Pebble Rebel is a strategy game for two players. Each player has different goals and different ways of playing, but still get in each other’s way.
» Thanks to Pete Figtree for coming up with the title!
» Original art source: Memo Angeles, Black Rhino Illustration and ensiferum
You need four sets of colored stones, fifteen stones in each set. Keep these stones in a bag or bowl nearby. The game board is a 6×6 grid. Arrange twelve stones on the board as shown below.
Two players take turns. One player is called Pebble. The other player is called Rebel. Pebble takes the first turn.
On her turn, she may move a stone on the board in straight horizontal or vertical lines as many times as she wishes to until the stone reaches its final destination. She may not pass through any occupied spaces along the way. Diagonal movement is also not allowed.
In the example above, Pebble moves the black stone down, then left. She is trying to build a line of black stones along the bottom of the board.

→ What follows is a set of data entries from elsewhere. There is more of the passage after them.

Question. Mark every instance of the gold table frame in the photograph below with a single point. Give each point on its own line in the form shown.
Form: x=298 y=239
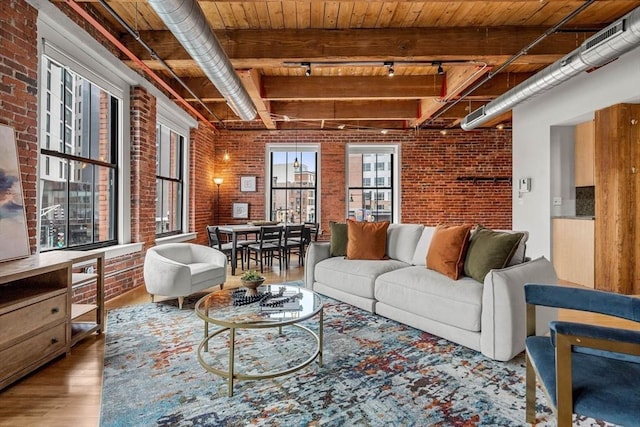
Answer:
x=256 y=319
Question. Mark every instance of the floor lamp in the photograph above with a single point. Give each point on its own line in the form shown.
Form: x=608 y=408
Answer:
x=218 y=181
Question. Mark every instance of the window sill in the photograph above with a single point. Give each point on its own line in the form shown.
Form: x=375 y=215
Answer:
x=184 y=237
x=122 y=250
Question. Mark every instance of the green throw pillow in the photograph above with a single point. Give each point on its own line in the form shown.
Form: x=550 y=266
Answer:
x=489 y=249
x=338 y=242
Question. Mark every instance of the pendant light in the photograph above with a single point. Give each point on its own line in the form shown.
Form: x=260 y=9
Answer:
x=296 y=163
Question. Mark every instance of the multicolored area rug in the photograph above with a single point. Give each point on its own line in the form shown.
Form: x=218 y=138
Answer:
x=376 y=372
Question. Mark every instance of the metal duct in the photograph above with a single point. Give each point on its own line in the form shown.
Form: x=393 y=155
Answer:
x=604 y=46
x=186 y=20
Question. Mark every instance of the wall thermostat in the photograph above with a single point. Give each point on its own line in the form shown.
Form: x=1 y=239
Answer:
x=524 y=185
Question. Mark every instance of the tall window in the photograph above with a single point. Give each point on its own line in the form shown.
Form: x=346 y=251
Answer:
x=372 y=183
x=169 y=181
x=78 y=161
x=293 y=191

On his turn, he randomly draws a number of stones equal to the number of moves Pebble took. Then he places those stones on any unoccupied square.

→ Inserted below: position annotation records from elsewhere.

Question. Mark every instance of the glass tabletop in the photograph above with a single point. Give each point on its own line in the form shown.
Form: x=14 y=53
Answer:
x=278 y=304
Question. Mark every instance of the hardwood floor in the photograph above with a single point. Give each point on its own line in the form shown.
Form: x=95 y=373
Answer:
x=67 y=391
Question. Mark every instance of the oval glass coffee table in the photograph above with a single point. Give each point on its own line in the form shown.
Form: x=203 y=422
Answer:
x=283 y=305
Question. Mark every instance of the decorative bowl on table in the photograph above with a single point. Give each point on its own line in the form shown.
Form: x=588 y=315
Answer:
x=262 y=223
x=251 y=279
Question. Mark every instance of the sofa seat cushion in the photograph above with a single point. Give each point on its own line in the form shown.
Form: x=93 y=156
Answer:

In the example above, Rebel draws two stones because Pebble moved a stone twice. He then places those stones on the board. He chooses these spaces in particular to block Pebble’s efforts.
If Pebble gets four stones of the same color in a row, horizontally or vertically, she wins. (Diagonal four-in-a-row does not count.)
If Rebel fills up the whole board, he wins.
The above example shows how Pebble or Rebel could win.
In the example on the left, Pebble succeeded in creating a four-in-a-row, thus winning the game.
In the example on the right, Rebel successfully filled up the board before Pebble could get four-in-a-row, thus winning the game.
Pebble’s play style suits fans of puzzle games with randomized elements, like Tetris or Bejeweled, but against a much more clever computer. Pebble has to be sneaky, arranging a four-in-a-row using as few moves as possible.
Playing Rebel is great for button-mashers, “take that” players, and those who just choose tactics on a whim. Still, Rebel must be wary of placing stones where they might easily be used by Pebble.
Before the board fills up, there will probably be an obvious “checkmate” situation, in which it is clear Pebble cannot create four-in-a-row.